00. — This is a spatial operation. You're zooming in — not to more detail at the same level, but to a lower level of organization. The goal is to find where the causal work is actually happening.Two systems can produce identical outputs from completely different substrates. If you only look at outputs, you'll conflate them. If you intervene on outputs, you'll miss. Surface-level metrics are symptoms. The substrate is the disease — or the cure, depending on what you're trying to do.
Where it lands
Grokking. The field asks "why the delay?" as if the sudden generalization is the phenomenon to explain. But test accuracy is a 1D projection of a high-dimensional process. The actual substrate is the optimizer state: Adam's momentum buffer is chasing a smoothed version of a landscape that already reshaped. The delay is implementation detail, not deep learning theory.
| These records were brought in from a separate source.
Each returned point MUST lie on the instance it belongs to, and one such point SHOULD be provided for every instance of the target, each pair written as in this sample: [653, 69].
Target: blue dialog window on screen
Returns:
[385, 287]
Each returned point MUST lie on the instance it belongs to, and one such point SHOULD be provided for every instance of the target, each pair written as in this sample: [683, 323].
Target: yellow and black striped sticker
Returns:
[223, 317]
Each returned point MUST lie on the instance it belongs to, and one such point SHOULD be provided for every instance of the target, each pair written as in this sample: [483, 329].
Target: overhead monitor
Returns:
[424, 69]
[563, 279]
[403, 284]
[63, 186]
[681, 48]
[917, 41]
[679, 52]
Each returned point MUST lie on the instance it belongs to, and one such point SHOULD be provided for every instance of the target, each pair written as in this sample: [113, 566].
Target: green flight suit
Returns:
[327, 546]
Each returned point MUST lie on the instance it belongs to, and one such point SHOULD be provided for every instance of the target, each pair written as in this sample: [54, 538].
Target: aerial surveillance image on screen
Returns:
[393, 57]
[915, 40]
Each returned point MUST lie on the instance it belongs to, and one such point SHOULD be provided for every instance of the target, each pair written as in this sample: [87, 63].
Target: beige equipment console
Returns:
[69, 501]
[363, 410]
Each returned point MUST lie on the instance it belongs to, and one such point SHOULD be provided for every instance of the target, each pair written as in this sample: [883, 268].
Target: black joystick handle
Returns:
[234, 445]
LLM understanding. Everyone argues about whether the outputs constitute understanding. Both sides describe behavior and disagree about what it means. The substrate question is prior: what part of the system would bear the understanding if it existed? Different answers to that produce radically different verdicts about the same behavior. The debate is stuck because participants are implicitly committed to different substrates and nobody noticed.
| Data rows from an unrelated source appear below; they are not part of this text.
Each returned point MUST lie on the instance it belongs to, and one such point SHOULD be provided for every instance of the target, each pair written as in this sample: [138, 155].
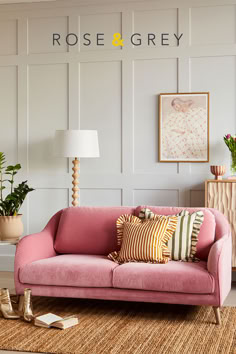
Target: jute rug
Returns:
[123, 327]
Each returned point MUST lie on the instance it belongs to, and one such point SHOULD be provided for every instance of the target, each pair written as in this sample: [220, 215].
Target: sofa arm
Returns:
[36, 246]
[219, 264]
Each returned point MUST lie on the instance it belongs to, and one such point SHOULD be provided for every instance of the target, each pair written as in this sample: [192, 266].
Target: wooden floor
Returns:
[7, 281]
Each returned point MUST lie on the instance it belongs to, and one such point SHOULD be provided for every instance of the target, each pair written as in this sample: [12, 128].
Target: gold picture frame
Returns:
[184, 127]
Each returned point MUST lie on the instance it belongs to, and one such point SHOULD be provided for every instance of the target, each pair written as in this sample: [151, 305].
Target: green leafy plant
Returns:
[11, 204]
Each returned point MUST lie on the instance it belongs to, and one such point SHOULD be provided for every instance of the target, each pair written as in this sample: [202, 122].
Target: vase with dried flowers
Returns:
[230, 141]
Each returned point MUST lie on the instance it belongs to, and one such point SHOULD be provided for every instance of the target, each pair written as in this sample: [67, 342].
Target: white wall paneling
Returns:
[156, 197]
[114, 90]
[100, 197]
[49, 201]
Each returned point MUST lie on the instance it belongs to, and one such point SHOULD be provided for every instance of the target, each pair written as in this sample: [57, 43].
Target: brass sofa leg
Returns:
[217, 314]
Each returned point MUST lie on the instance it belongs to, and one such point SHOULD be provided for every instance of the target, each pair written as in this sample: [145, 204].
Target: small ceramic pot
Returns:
[11, 228]
[218, 171]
Multi-modal detection. People count sensors. The number of sensors is not the thing that determines detection capability — the coupling structure between them is. Two tightly coupled sensors outperform ten independent ones because the attacker's tradeoff space collapses. The Jacobian rank is the substrate; the sensor count is the symptom.
Clinical screening. Clinicians read symptom scores. The scores are outputs of an intake process. If the intake process has systematic gaps — questions it doesn't ask, patterns it can't surface — then the scores are artifacts of the instrument, not measurements of the patient. The substrate is the data collection structure. The diagnosis is emergence from that structure.
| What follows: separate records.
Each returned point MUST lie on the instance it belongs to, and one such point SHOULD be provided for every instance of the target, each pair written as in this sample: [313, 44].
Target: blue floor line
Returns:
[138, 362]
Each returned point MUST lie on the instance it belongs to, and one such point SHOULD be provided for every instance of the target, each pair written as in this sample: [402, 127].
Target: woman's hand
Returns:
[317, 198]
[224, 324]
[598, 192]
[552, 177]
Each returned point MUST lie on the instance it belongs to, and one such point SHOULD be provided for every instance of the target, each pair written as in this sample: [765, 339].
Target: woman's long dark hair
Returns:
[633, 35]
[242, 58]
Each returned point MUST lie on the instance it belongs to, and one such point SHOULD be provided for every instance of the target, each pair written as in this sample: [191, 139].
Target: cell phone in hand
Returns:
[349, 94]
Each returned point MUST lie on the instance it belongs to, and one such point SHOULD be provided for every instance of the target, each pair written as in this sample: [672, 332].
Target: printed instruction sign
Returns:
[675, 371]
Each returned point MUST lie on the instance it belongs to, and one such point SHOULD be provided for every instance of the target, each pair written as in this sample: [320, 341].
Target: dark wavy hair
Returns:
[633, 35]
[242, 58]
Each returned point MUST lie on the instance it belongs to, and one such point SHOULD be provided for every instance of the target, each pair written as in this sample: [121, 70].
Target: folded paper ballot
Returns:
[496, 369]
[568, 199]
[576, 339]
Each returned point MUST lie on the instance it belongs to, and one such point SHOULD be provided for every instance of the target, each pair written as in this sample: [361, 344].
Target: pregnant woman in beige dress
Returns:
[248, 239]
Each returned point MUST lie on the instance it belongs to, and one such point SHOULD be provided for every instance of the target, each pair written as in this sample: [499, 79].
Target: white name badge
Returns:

00. — Marr's three levels (1982) — computational, algorithmic, implementational — are the closest canonical framework. But cognitive science took the wrong lesson: they treated implementation as abstractable. The interesting cases are exactly where you can't — where implementation constrains computation in ways the computational-level analysis misses. Substrate analysis is Marr's implementational level taken seriously. 00. — The field defaults to treating trained models as static objects — run benchmarks, report scores. The substrate move says the model is a fossil record of its training dynamics. The optimizer trajectory, loss landscape geometry, gradient statistics — that's where the explanatory work lives. You don't understand the model by probing what it can do. You understand it by watching how it got there.What this costs you
Going deeper isn't free. Every level down is more technical, harder to communicate, and further from what people actually care about. Tell someone grokking is "mostly optimizer momentum" and you've dissolved the mystery — but you've also made it boring, which means nobody wants to fund it. Tell a clinician their scores are instrument artifacts and you've identified the real problem — but you've also undermined the tool they use eight hours a day.
The substrate move has a built-in tension: the explanation that's most correct is often the least actionable at the level where decisions get made. Knowing the Jacobian rank matters more than sensor count doesn't help the person writing the procurement spec. Sometimes the wrong level of analysis is the right level of intervention.
And there's a depth problem. You can always go one more level down. Optimizer momentum explains the grokking delay — but what explains the momentum dynamics? At some point you're doing physics instead of machine learning. The skill is knowing when you've hit the level where the causal work lives versus when you're just descending for sport.
The failure mode is becoming the person who responds to every question with "but what's underneath that?" Substrate analysis is a tool, not a worldview. Some phenomena are genuinely well-described at the level people are already analyzing them. The move is knowing when the current level of description has run out of explanatory power — not assuming it always has.